Category Archives: Department News

Professor Alter, FMA, to discuss sound art at conference

What is lost or gained when sound is framed, channeled and put on display in an art context? Professor Nora M. Alter, chair of the Film and Media Arts Department, will present a talk exploring this question at Making Time: Art Across Gallery, Screen, and Stage, a cross-disciplinary arts symposium to be held at the Arts Research Center in Berkeley, Calif., April 19 – 21, 2012. Scholars, artists, presenters and curators will discuss what it means to make, curate and evaluate hybrid art practices. Symposium panels and roundtables will broadly examine the definitions of these art practices, the way such work challenges the divisions of labor within and between institutions, and the questions around the works’ authorship, collection, documentation and evaluation.

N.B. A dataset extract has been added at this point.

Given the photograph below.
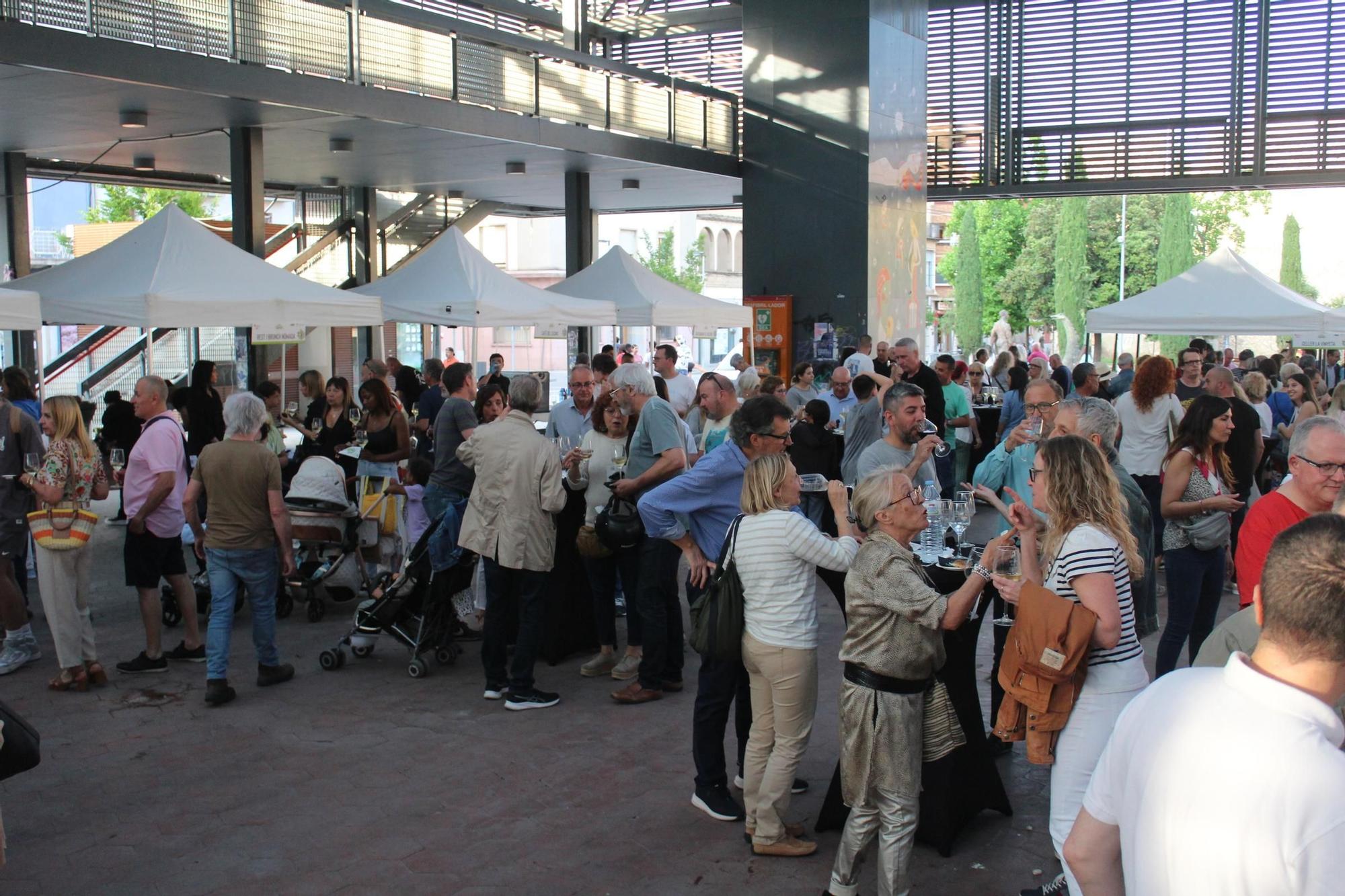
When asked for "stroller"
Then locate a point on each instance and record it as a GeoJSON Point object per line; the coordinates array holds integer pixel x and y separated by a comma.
{"type": "Point", "coordinates": [415, 607]}
{"type": "Point", "coordinates": [332, 537]}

Alter will discuss the work of video and sound artists Renee Green, Esther Shalev-Gerz, Mathias Poledna and Janet Cardiff and George Bures Miller, looking closely at the installation of sound and the use of silence in video, performance and sculptural work for the museum and gallery.

For more information, visit Arts Research Center

Professor d’Agostino, FMA, to be featured in panel discussion at Penn Humanities Forum

Professor Peter d’Agostino, FMA, will participate in a panel discussion as part of “Mixed Messages: Marshall McLuhan and the Moving Image” at the Penn Humanities Forum.

The event is Saturday, March 31, at 2 p.m. at International House Philadelphia.

Marshall McLuhan is one of the most recognized cultural theorists of the 20th century. His books Understanding Media, The Guttenberg Galaxy and The Medium is the Massage are landmark texts that distilled the rapid changes in technology, communication and philosophy in the increasingly global society of post-war America. As television became a popular medium throughout the 1960s, McLuhan recognized its potential for social transformation and conjured a utopian ideal that incorporated art, communication and technology.

Inspired by McLuhan and the advent of portable video cameras such as the Sony Portapak, artists set out to experiment with the burgeoning medium and reconfigure the seemingly one-directional effect of television. Active participants of the newly emerging media ecosystem include Nam June Paik, Les Levine, Steina and Woody Vasulka and groups such as USCO, Global Village and Raindance Corporation.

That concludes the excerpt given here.